Extract subtitles from a container format

If they're bundled in a container format like MKV, first identify the subtitle tracks available for extraction: ffmpeg -i whatever.mkv. Take note of the stream ID and make use of use of ffmpeg's -map flag to pull out each subtitle track that you want.

$ for i in *.mkv; do ffmpeg -i "$i" -map 0:s:25 -c copy "$i".jp.srt; ffmpeg -i "$i" -map 0:s:2 -c copy "$i".en.srt; done

Those stream IDs are only valid for the file I was working on, finding them took a bit of trial and error. Don't give up!

Creating bilingual subtitles

With the subtitles available as separate tracks, the next step is to mash them together. I tried two tools for this:

substudy

substudy1 is part of a suite of CLI applications called subtitles-rs. It seemed promising based on the examples in the README:

for i in *.mkv; do substudy combine "$i.en.srt" "$i.jp.srt" > "$i.bilingual.srt"; done

Unfortunately, it didn't work for me. I encountered errors like this for many of the files:

thread 'main' panicked at 'called `Result::unwrap()` on an `Err` value: ErrorMessage { msg: "Cannot truncate time period Period { begin: 1735.566, end: 1742.3 } at 1735.567" }', libcore/result.rs:945:5
note: Run with `RUST_BACKTRACE=1` for a backtrace.

Refer to this issue for more details.

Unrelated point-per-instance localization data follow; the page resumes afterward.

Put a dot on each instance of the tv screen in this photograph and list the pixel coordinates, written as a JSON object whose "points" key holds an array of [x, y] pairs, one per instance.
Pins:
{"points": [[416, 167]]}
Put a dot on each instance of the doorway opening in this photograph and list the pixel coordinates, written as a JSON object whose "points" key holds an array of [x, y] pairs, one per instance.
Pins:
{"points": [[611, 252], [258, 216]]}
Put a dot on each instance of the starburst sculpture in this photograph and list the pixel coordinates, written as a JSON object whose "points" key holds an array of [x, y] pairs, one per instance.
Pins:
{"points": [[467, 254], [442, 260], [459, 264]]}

Apparently it's possible to work around it but it requires manual intervention, and that's where I stopped looking into it.

dualsub

Due to the issues I encountered with substudy, I ended up using dualsub2 to combine the subtitles.

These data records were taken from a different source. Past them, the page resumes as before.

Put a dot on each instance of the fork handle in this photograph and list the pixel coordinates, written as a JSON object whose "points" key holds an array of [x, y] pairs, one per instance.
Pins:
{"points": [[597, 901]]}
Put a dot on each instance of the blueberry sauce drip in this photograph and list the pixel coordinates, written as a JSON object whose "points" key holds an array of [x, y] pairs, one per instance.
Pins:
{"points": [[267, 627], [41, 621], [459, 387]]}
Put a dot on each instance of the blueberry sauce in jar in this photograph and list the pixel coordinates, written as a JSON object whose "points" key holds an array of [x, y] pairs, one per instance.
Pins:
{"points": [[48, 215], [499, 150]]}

It's a GUI Java program, so it can't be scripted easily, but you can queue up a batch of files to process by dropping files from your file browser onto the window.

DualSub user interface.
Example of the output.

Using these files to create Anki decks

Depending on your tastes, you might prefer to use subs2srs3 for this because it can optionally extract short video clips. Unbelievably, it works well in WINE. At several points during my trial export the UI became unresponsive, but just give it time and it will do its thing.

The user interface.

Even though I found subs2srs more featureful (videos probably help greatly with remembering), I ended up using substudy for this because it's more easily scriptable:

$ for i in *.mkv; do substudy export csv "$i" "$i.en.srt" "$i.jp.srt"; done

Now if you're running this on multiple files you have another challenge: combine each cards.csv so that you only have to import one file. In order to do this, discard the first (CSV header) line of each file and concatenate the result:

$ find . -type f -iname '*cards.csv' -print0 | xargs --null sed 1d > all-cards.csv

You then need to prepend the header of one of the existing files, which can be found like this:

$ find -type f -iname '*cards.csv' -print0 -quit | xargs --null head -n 1
sound,time,source,image,foreign_curr,native_curr,foreign_prev,native_prev,foreign_next,native_next

So the full command to combine the cards is this:

$ { tee >(find -type f -iname '*cards.csv' -print0 -quit | xargs --null head -n 1) >(find . -type f -iname '*cards.csv' -print0 | xargs --null sed 1d) > /dev/null } >| all-cards.txt

It's also easier to move the media to one folder before copying it into Anki:

$ mkdir all-media
$ find . -type f \( -iname '*.mp3' -o -iname '*.jpg' \) -print0 | xargs --null -I '{}' mv '{}' ./all-media

Then you can just copy everything in that folder to your collection.media folder4.

Sample of the output.

There are some decks like this on AnkiWeb but they tend to get deleted due to containing copyrighted material. If this is something you're interested in, check out this Blogspot site while it lasts.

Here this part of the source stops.